En effet, le cadre marocain est désormais très proche des obligations de la quatrième directive européenne, avec quelques spécificités mais également encore quelques points susceptibles d’interprétation et qui mériteraient d’être précisés.
La définition des bénéficiaires effectifs, comme des clients occasionnels et des relations d’affaires est très proche des définitions françaises. En revanche, la définition des personnes politiquement exposées « toute personne marocaine ou étrangère exerçant ou ayant cessé d’exercer depuis moins d’un an des fonctions publiques (politiques, juridictionnelles ou administratives) de haut rang au Maroc ou à l’étranger ou une fonction importante au sein de ou pour le compte d’une organisation internationale, ainsi que les membres de sa famille et les personnes connues pour leur être étroitement associées, qu’elles soient de nationalité marocaine ou étrangère » n’est pas accompagnée d’une liste des fonctions susceptibles de guider les établissements dans leur démarche d’identification.

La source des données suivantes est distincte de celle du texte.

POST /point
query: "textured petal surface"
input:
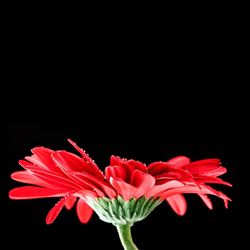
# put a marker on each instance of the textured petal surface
(179, 161)
(53, 213)
(30, 192)
(84, 211)
(178, 203)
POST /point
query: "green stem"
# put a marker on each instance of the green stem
(125, 237)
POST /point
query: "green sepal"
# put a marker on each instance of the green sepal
(120, 212)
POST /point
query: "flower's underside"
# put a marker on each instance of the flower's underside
(126, 192)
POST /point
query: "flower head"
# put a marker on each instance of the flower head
(128, 190)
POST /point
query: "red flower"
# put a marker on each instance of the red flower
(78, 179)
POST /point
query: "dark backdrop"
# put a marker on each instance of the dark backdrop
(146, 132)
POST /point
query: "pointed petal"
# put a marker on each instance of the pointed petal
(157, 168)
(54, 179)
(70, 202)
(206, 200)
(44, 156)
(159, 189)
(116, 172)
(203, 166)
(202, 189)
(178, 203)
(143, 182)
(30, 192)
(87, 159)
(124, 189)
(27, 177)
(97, 183)
(179, 161)
(84, 211)
(115, 161)
(137, 165)
(68, 161)
(53, 213)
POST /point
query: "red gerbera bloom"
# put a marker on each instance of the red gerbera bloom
(128, 190)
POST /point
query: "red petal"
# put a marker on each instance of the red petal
(30, 192)
(115, 161)
(124, 189)
(70, 202)
(143, 182)
(29, 178)
(158, 168)
(84, 211)
(87, 159)
(55, 179)
(116, 172)
(159, 189)
(96, 184)
(44, 155)
(137, 165)
(206, 200)
(53, 213)
(203, 166)
(179, 161)
(178, 203)
(197, 190)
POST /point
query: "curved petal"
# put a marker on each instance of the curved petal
(29, 178)
(44, 156)
(32, 192)
(87, 159)
(206, 200)
(84, 211)
(124, 189)
(178, 203)
(179, 161)
(157, 168)
(70, 202)
(157, 190)
(53, 213)
(116, 172)
(143, 182)
(137, 165)
(203, 166)
(197, 190)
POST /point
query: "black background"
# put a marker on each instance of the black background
(184, 98)
(146, 135)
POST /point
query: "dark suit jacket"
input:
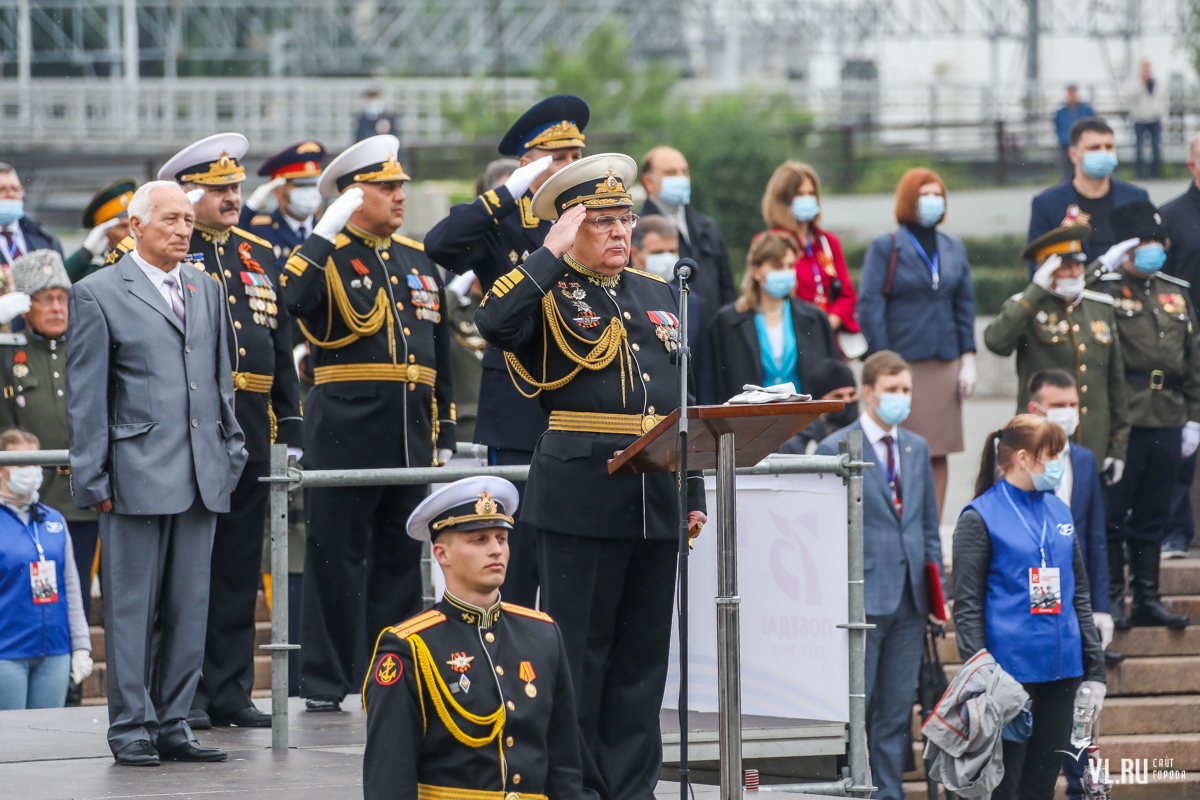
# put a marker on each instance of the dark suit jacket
(737, 358)
(1087, 509)
(705, 244)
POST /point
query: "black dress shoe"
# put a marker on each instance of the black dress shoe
(137, 753)
(323, 703)
(193, 751)
(246, 717)
(198, 720)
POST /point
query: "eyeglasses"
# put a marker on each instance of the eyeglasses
(607, 222)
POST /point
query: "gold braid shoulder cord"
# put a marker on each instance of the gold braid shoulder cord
(612, 344)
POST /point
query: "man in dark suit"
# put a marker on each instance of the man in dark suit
(899, 539)
(18, 234)
(1092, 191)
(156, 449)
(667, 185)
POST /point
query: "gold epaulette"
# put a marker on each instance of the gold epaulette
(257, 240)
(645, 274)
(418, 624)
(407, 241)
(526, 612)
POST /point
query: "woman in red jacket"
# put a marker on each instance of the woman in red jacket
(791, 206)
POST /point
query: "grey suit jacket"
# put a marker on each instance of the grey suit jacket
(149, 404)
(897, 547)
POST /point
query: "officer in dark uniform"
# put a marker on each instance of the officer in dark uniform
(372, 306)
(472, 699)
(267, 404)
(491, 235)
(292, 192)
(1161, 343)
(595, 340)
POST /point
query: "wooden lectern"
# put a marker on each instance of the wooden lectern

Les procédures nécessaires à la LCB FT doivent être approuvées par l’organe d’administration de l’établissement, ce qui va plus loin que les exigences réglementaires françaises. La classification des risques doit intégrer les mêmes critères qu’en France. Le dispositif de LCB FT doit également faire l’objet de contrôles permanents et périodiques.

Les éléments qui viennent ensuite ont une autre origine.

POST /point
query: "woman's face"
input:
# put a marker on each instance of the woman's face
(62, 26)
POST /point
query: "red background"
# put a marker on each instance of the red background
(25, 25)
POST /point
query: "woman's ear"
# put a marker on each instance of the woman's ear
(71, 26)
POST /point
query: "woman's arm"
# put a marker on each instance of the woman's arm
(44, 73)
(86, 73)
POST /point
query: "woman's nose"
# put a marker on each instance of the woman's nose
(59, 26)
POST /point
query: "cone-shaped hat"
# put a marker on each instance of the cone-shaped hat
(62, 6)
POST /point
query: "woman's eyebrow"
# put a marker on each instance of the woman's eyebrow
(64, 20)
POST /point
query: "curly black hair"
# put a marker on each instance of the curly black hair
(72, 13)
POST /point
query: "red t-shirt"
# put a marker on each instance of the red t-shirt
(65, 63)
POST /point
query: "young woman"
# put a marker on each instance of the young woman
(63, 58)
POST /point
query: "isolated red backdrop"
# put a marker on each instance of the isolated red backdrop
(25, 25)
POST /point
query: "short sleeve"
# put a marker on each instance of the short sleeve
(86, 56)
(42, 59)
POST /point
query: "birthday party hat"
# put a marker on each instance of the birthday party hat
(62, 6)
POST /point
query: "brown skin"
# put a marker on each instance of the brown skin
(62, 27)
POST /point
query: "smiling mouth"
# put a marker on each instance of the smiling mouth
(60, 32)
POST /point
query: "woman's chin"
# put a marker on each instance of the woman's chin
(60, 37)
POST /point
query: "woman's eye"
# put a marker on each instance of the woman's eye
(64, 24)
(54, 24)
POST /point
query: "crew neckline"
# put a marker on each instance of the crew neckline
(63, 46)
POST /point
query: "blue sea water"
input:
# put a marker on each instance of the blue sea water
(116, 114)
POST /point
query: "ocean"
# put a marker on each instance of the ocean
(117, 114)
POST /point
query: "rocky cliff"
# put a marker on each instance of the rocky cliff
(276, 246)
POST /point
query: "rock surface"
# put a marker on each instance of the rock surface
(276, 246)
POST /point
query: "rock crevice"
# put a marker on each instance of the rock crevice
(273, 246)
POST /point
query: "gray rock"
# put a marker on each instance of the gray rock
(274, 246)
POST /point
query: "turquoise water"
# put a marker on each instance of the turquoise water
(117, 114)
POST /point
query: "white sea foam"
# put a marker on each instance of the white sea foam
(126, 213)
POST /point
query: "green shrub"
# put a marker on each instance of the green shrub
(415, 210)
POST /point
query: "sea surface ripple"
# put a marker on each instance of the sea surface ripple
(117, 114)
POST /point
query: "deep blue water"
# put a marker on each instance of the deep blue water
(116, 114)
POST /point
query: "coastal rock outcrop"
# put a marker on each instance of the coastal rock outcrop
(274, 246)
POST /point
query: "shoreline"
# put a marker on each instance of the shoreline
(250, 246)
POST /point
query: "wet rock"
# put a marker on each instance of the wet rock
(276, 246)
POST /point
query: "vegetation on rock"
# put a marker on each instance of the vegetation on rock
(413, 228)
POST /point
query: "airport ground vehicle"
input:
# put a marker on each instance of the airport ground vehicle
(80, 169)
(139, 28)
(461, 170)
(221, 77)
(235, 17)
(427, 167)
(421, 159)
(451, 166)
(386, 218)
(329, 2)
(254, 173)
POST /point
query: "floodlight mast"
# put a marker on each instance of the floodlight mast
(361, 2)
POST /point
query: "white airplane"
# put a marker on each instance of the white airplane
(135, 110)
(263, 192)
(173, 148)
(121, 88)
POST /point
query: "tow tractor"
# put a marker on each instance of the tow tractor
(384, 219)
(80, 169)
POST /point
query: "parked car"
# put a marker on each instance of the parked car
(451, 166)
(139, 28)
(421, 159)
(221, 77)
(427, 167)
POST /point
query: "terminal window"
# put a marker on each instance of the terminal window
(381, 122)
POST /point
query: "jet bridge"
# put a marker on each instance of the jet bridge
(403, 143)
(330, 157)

L’article 5 de la circulaire prévoit que les résultats de l’évaluation des risques à réaliser annuellement et liés aux catégories de clients, pays ou zones géographiques, services, opérations et canaux de distribution, montant des avoirs déposés, volume des opérations effectués… soient documentés et portés à la connaissance de l’organe d’administration.
Les dossiers des clients doivent comprendre notamment les « comptes-rendus des entretiens, signés par le client et l’établissement ». Ces comptes-rendus permettront de comprendre l’objet et la nature de la relation d’affaires envisagée.

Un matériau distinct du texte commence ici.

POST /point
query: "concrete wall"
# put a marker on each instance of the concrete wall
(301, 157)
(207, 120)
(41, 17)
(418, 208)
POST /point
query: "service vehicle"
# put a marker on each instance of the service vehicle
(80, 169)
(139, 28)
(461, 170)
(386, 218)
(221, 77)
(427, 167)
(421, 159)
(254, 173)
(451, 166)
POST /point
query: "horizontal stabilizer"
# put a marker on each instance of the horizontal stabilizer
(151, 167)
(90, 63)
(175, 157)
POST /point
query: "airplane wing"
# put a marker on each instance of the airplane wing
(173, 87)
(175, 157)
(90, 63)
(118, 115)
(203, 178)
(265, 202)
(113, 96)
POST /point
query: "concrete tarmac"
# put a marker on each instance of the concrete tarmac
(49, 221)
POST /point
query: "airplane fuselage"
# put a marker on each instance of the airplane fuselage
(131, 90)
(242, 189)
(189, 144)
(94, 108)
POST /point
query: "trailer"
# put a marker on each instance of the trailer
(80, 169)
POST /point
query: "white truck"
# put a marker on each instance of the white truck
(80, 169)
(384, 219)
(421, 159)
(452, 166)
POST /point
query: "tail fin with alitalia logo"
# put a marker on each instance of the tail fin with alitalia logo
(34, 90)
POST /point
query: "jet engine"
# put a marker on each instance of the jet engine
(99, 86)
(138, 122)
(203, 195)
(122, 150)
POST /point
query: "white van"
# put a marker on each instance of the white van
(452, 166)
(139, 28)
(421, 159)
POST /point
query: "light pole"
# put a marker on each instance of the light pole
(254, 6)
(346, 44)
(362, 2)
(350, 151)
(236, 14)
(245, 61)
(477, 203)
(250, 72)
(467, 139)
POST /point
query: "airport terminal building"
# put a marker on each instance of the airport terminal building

Les cas permettant de réaliser des mesures de vigilance simplifiées ont été listés à l’article 18 de la circulaire ; en revanche les modalités de réalisation de ces mesures ne sont pas précisées. Des cas nécessitant des mesures de vigilance complémentaires sont également prévus comme les ouvertures de compte à distance ; par ailleurs, des cas de risque élevé sont également précisés à l’article 31 de la circulaire. Au-delà des personnes politiquement exposées ou des correspondants bancaires, par exemple, figurent les étrangers non-résidents ou les organismes à but non lucratif.
La durée d’archivage des documents relatifs aux opérations ou aux dossiers clients est de 10 ans et non de 5 ans (après la clôture des relations et la réalisation des opérations).
Enfin, un reporting doit être envoyé chaque année à la Banque Centrale (Bank Al-Maghrib) sur les activités de contrôle en matière de LCB FT.